Published by New York State Law Reporting Bureau pursuant to Judiciary Law § 431.
This opinion is uncorrected and subject to revision before publication in the Official Reports.
ROBERT A. SPOLZINO, J.P., JOSEPH COVELLO, DANIEL D. ANGIOLILLO and CHERYL E. CHAMBERS, JJ.
ORDERED that the order is reversed, on the law, with costs, and the motion for summary judgment dismissing the complaint is denied.
The plaintiff Brian Thomas, a seventh grade student in the defendant's middle school, allegedly was injured when the broken leg of the chair on which he was sitting in the classroom came down on his finger and sliced off the tip of his finger. The chair allegedly was not properly bolted to the floor. The plaintiffs commenced this action in which they alleged, inter alia, that the defendant had notice of the chair's defective condition and failed to repair it. The Supreme Court granted the defendant's motion for summary judgment dismissing the complaint.
The evidence submitted by the defendant in support of its motion established, prima facie, that it did not have actual or constructive notice of the defective chair (see Gloria v MGM Emerald Enters., 298 AD2d 355, 356). No claim is made that the defendant created the defective condition.
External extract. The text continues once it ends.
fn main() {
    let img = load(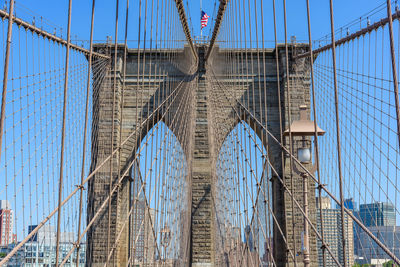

In opposition, the plaintiffs raised a triable issue of fact as to whether the defendant had actual knowledge of a recurrent dangerous condition with respect to the condition of the chairs in the classroom and, therefore, whether it could be charged with constructive notice of each specific recurrence of the condition (see Erikson v J.I.B. Realty Corp., 12 AD3d 344, 345-346; McLaughlan v Waldbaums, Inc., 237 AD2d 335; Chin v Harp Mktg., 232 AD2d 601, 602). The principal of the middle school at the time of the accident stated in an affidavit that she knew that the chairs in the classroom needed to be repaired or replaced, and that she had discussed this with others in the school district prior to the accident. In addition, the custodian of the school testified at his deposition that there had been occasions when he had to tighten the bolts which affix the chairs to the floor.
Moreover, an inference sufficient to raise a triable issue of fact as to notice should be drawn against the defendant for the failure to produce a report generated by the former principal regarding the accident, and incident reports completed by the principal and a teacher present at the time of the accident (see generally Gruntz v Deepdale Gen. Hosp., 163 AD2d 564, 566). Accordingly, the defendant's motion for summary judgment should have been denied.
SPOLZINO, J.P., COVELLO, ANGIOLILLO and CHAMBERS, JJ., concur.